Parfois, le sujet surgit où on l’attend le moins. D’autres fois, un parti réussit à manœuvrer pour en faire un thème dominant.

Un sujet émotif a toujours plus de chances de s’incruster dans le débat. Sur ce plan, difficile de faire mieux que le référendum et la Charte de la laïcité.

À mi-campagne, force est de constater que le débat autour d’un éventuel troisième référendum est en tête.

Aujourd’hui, le Parti québécois a tenté de ramener la Charte de la laïcité dans le débat, elle qui était absente depuis le déclenchement de la campagne électorale. Bien conscient du dernier sondage qui place le Parti libéral du Québec en avance pour la première fois depuis des mois, le député Bernard Drainville a soutenu en conférence de presse que «un vote pour le PLQ, c’est un vote contre la Charte» (voir le texte ici). Il a même lancé une nouvelle publicité sur le web pour rappeler aux gens l’importance de ce débat.

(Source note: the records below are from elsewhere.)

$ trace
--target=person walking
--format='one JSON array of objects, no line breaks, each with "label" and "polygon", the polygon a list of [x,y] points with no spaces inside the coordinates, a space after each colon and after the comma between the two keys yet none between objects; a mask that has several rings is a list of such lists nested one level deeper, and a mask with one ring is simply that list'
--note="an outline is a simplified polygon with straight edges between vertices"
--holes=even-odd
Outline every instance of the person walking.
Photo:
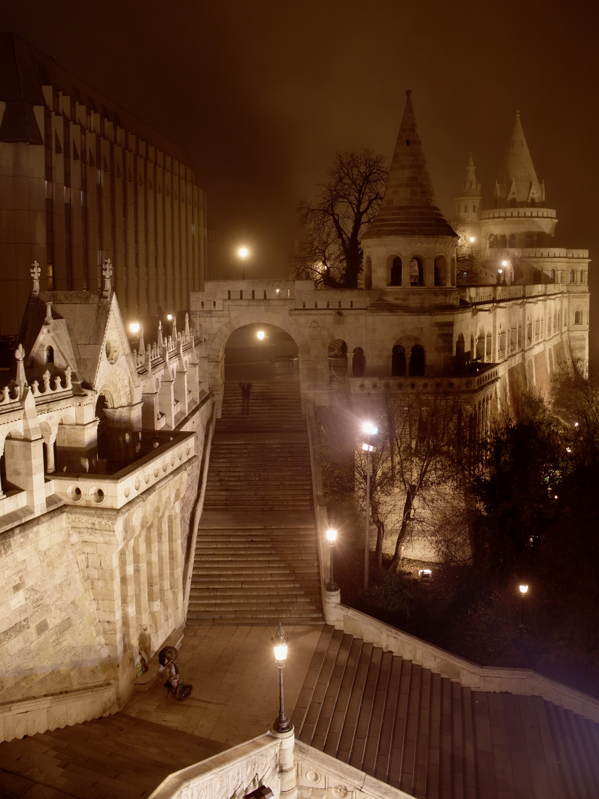
[{"label": "person walking", "polygon": [[244,380],[240,383],[241,387],[241,412],[246,415],[249,415],[249,400],[250,394],[252,392],[252,384],[248,383],[248,380]]}]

Vendredi dernier, Bernard Drainville avait également tenté de secouer la campagne avec ce thème en appuyant ostensiblement la candidate indépendante Fatima Houda-Pepin dans La Pinière. (voir mon texte ici)

Le débat sur la Charte est l’un des facteurs ayant permis au PQ de remonter la pente depuis l’automne. Une carte populaire dans l’électorat francophone que Bernard Drainville veut rejouer.

Est-ce que ce sera suffisant ? Le PQ peut-il aller chercher de nouveaux votes sur ce front ou a-t-il fait le plein ?

Depuis l’automne, aucun autre thème aussi émotif n’avait atterri dans le débat public. Les ondes et les pages étaient monopolisées par la Charte, sans grande concurrence.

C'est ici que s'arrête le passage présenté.